Nada mais natural, portanto, do que as vénias que Um Animal Amarelo presta a esse cinema, e o modo como denota a influência, ou pelo menos a inspiração, de objectos como o Macunaíma de Joaquim Pedro de Andrade ou certos filmes de Glauber Rocha. Mas tudo parece reiterativo, mero update para a sensibilidade sociológica do século XXI e para as recentes condições políticas (naturalmente, a chegada de Jair Bolsonaro). O registo de farsa “antropológica” domina o filme, alimentado menos por alguma revolta destrutiva do que por um mais compreensível (e mais explicado, mesmo sobre-explicado) sentimento de culpa — é a culpa do “homem branco brasileiro”, como a narração off insistentemente cataloga o protagonista, culpa representada pelo “animal amarelo” que o acompanha num nível de realidade paralelo, e a culpa do “cineasta”, actividade do protagonista, que num jogo especular (Felipe, realizador / Fernando, personagem) constrói dentro do filme um duplo auto-punitivamente sofredor da figura do realizador. Ronda-se um niilismo e uma impotência — tudo é inútil, incluindo o cinema — superadas in extremis, de modo um tanto beatífico, pelo plano final do cosmos e o desejo expresso de que o universo “recomece” (um pouco mais de sobriedade materialista oporia a esse desejo a noção de que, em recomeçando, o universo se comportaria exactamente da mesma maneira).

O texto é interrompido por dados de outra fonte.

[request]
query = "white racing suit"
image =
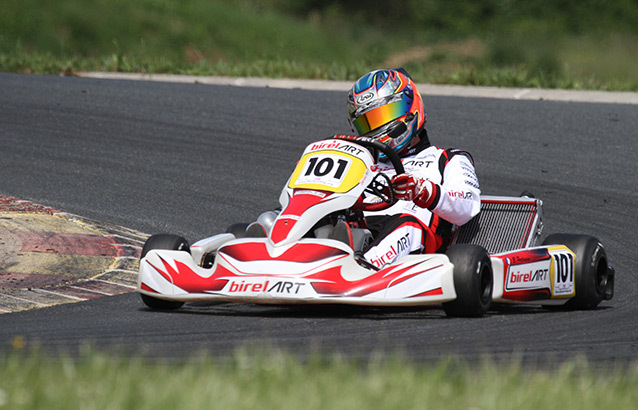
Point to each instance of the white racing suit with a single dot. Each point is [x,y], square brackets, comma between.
[406,228]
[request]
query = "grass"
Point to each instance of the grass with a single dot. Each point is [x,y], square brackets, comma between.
[277,380]
[242,38]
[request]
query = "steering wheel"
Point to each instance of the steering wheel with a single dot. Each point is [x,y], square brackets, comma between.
[380,185]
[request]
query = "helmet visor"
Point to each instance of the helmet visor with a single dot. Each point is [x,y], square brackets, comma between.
[381,115]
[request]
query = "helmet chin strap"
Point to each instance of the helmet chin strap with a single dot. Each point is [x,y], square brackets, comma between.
[398,130]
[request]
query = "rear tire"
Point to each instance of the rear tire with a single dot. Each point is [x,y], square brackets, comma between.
[168,242]
[473,281]
[591,270]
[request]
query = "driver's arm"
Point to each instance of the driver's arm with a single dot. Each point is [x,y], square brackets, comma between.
[456,200]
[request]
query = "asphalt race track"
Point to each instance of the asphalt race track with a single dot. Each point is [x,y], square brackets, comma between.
[192,159]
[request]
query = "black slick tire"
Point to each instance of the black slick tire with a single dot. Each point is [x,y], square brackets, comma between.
[473,281]
[591,269]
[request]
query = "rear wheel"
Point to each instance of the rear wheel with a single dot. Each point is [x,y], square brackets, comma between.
[593,276]
[473,281]
[169,242]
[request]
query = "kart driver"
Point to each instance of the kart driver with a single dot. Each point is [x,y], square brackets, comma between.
[439,188]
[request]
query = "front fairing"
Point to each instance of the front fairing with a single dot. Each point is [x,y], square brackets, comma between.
[330,176]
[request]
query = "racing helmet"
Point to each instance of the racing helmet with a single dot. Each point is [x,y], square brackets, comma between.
[386,105]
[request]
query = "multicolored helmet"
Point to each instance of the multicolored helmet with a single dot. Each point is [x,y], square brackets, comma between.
[385,104]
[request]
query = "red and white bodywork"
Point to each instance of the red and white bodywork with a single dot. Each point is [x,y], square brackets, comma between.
[289,266]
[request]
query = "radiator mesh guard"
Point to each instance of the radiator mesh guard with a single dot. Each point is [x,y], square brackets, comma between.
[504,224]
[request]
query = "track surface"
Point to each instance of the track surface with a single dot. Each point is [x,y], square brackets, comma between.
[192,159]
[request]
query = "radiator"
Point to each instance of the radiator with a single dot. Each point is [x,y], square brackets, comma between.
[504,224]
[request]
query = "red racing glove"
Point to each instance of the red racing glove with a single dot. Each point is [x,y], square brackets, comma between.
[407,187]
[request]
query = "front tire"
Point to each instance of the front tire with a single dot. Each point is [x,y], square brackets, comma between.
[473,281]
[593,276]
[168,242]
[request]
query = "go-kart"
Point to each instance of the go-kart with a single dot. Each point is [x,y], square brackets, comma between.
[293,256]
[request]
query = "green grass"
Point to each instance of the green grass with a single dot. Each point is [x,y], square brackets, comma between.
[276,380]
[251,38]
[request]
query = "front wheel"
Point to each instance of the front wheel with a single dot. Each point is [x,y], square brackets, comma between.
[473,281]
[594,278]
[168,242]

Se em breves momentos — algumas cenas no Rio, sobretudo — o registo de farsa encontra maneira de funcionar eficazmente, as sequências moçambicanas e lisboetas são pouco menos do que penosas, assentes em caricaturas étnicas e sociais (de personagens e de situações) que nunca têm a força nem a consistência necessárias para se tornarem arquetípicas, e que parecem estar sempre a pedir a cumplicidade do espectador. O que é um ponto-chave para o fracasso do filme: o seu traço é tão grosso que não provoca nenhuma inquietação. Um Animal Amarelo, como o seu protagonista, deseja apenas o reconhecimento, uma forma qualquer de aprovação. É como um filme de Glauber penteadinho e bem arranjado para se apresentar em festivais, de preferência em sessões “com debate”.